Let’s be optimistic in 2019
IN MY BASKET - Lydia D. Castillo (The Philippine Star) - January 6, 2019 - 12:00am

We homemakers are saddled with the usual concerns about our family’s well-being, how we can make them healthy and strong.

As the old saying goes – ring out the old and ring in the new. It’s Three Kings’ Day. May we follow their faith and believe that life can be better. Let’s all start the year 2019 with optimism. Life can be much more bearable; it all depends on us.

We homemakers are saddled with the usual concerns about our family’s well-being, how we can make them healthy and strong. There is a wish list actually for the woman of the house.

To start with, be a budget master. We wish no Train 3 will be promulgated. There are Trains 1 and 2 which to our mind were responsible for the rising cost of transporting goods from farm (and other sources) to market. We saw how galunggong went up to Pl80 a kilo.

Learn how to substitute. Use more of the less expensive vegetables, such as sayote which has stayed at an affordable price. Maybe a kilo of dressed chicken is less costly than kilo of pork laman. Refrain from buying prime cuts of meat and renew contact with your meat vendor suki. They normally charge much lower than the big chain stores. Frequent the wet markets, but be aware that some premium seafood – prawns, crabs and squid – could be tagged higher.

Then be innovative. The galunggong does not have be simply fried. Try making it into sarsiado. Make torta of ground pork with diced potatoes and julienned cabbage. This will yield more omelettes. Turn leftovers into new dishes. Try using flaked fried chicken in soup with macaroni or salad or as sandwich filling. There is always a treasure of “forgotten” food in the refrigerator waiting to be recycled. Serve leftovers alternately with the newly-cooked dishes. 

We acknowledge the recent effort of the Department of Tourism in promoting Filipino food through its program called Kain Na (Let’s Eat). We have always thought that our food can be a great come-on for domestic and foreign tourists. Recently there was an event which focused on Laguna cuisine in Solenad, Nuvali. Hopefully other provinces will follow and have their own programs.

There is a lady who is the unsung heroine of Filipino food management: Maria Y. Orosa, a native of Taal, Batangas, who left the comforts of her home and sought to learn more about food management in the US. During the war she concocted a beverage called soyalac from rice bran (darak) which she bravely supplied to the men in the underground movement. She is credited for giving us an alternative to tomato catsup, the banana ketchup which is now a popular dip in most Filipino homes.
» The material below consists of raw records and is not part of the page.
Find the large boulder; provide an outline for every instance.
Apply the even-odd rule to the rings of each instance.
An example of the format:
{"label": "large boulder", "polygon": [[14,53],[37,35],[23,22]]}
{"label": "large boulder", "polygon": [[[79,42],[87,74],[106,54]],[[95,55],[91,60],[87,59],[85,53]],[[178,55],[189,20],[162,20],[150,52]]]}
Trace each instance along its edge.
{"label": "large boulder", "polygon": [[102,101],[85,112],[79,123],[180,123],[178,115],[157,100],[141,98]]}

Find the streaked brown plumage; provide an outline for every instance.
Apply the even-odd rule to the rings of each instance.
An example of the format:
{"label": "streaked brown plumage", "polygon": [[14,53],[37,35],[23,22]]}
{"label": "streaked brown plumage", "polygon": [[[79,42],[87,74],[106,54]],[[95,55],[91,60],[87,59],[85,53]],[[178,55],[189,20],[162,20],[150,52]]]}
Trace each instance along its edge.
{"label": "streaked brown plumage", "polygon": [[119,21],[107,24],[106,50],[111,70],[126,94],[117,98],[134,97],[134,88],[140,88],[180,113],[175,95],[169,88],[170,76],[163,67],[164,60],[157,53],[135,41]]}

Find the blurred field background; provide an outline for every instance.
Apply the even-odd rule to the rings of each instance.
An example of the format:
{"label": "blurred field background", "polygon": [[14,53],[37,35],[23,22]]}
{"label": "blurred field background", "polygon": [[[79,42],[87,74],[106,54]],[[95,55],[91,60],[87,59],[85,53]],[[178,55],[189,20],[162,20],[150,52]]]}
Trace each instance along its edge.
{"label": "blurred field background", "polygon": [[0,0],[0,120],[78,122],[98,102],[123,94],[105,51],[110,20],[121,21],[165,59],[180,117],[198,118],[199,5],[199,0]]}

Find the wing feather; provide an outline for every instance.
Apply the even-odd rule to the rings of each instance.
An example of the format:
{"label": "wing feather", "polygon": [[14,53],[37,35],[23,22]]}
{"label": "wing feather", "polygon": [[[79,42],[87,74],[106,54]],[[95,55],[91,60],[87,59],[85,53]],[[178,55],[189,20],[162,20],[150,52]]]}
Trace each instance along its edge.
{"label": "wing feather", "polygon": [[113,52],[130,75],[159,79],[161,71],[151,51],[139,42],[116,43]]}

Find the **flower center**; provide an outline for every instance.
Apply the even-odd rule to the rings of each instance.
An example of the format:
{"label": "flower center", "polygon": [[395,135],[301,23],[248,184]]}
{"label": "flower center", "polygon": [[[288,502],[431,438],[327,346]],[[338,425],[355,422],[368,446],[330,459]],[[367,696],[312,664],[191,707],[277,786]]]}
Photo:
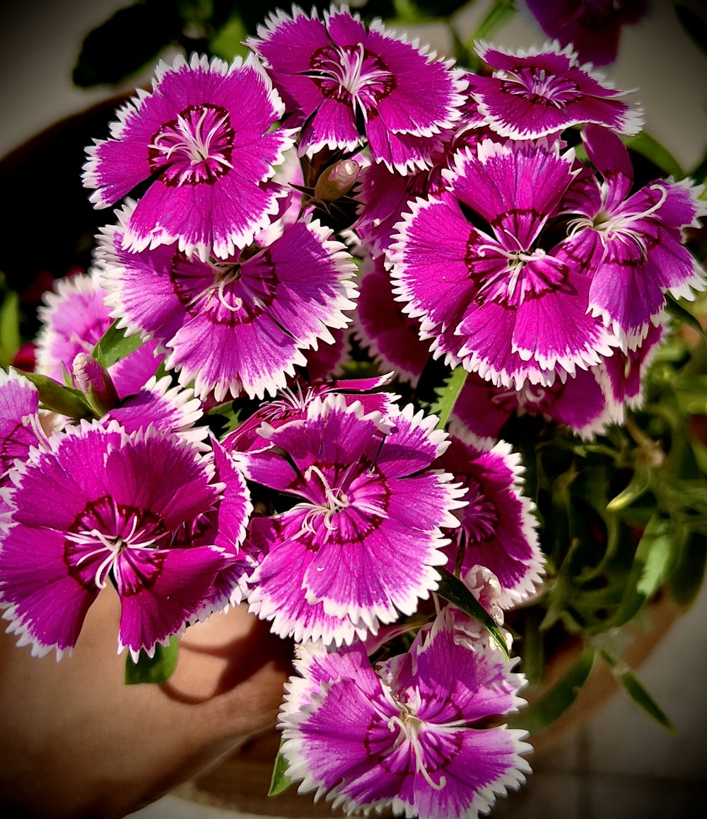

The modern-day food supplier of basic baking elements, the Liberty group, which supplies Maya brand flour and its byproduct, hotcake mixes, has introduced the Maya Happy Mugs – versatile, special cake mixes in individual mugs ready to mix and bake in the microwave for two minutes. Voila! A single serve cake. Flavors are chocolate and caramel. We did enjoy the former as an afternoon snack during the holiday season. It was good! Innovations are happening in the food industry. This makes home bakers happy.